Citizenship and Immigration

Exclusion and Removal

Removal of Refugees

Judicial review of Minister’s delegate’s determination that applicant constituting danger to Canadian public under Immigration and Refugee Protection Act, S.C. 2001, c. 27, s. 115(2)(a)—Applicant recognized as Convention refugee in 1991, becoming permanent resident following year—Subsequently subject of inadmissibility reports after convicted of numerous criminal offences—Respondent not erring in law by failing to properly consider applicant’s status as Convention refugee—Applicant relying on Gavrila v. Canada (Justice), 2010 SCC 57, [2010] 3 S.C.R. 342; Németh v.

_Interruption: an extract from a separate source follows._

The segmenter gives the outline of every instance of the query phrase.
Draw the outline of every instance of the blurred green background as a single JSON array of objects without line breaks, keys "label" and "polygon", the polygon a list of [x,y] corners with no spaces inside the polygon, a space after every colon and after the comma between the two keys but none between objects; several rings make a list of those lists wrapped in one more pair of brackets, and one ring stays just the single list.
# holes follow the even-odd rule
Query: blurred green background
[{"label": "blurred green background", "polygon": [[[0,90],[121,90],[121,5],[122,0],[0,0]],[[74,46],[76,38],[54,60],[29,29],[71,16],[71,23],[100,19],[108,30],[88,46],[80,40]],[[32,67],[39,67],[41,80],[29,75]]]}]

Canada (Justice), 2010 SCC 56, [2010] 3 S.C.R. 281, two recent Supreme Court of Canada decisions regarding extradition of Convention refugees, to argue that since found to be refugee in accordance with Canadian law, beneficiary of prima facie entitlement to protection from refoulement—Decision at issue clearly showing respondent appreciating importance of applicant’s Convention refugee status, cognizant that applicant could only be returned to Lebanon if falling into non-refoulement exception carved out by Act, s. 115(2)(a)—Act, s. 115(2)(a) part of very particular statutory regime; structure of s. 115 requiring respondent to start from premise that applicant either Convention refugee or protected person—Németh; Gavrila arising out of different factual context from present case—S. 115(2)(a) not rescinding subject’s protected status but expressly allowing for derogation from principle of non-refoulement—Once applicant found to be danger to public, onus thereon to establish would be at risk if returned to country of origin—Neither Németh; Gavrila can be taken to reverse onus of showing risk on danger opinion under Act, s. 115(2)(a)—Application dismissed.

Alkhalil v. Canada (Citizenship and Immigration) (IMM-6803-10, 2011 FC 976, Near J., judgment dated August 4, 2011, 24 pp.)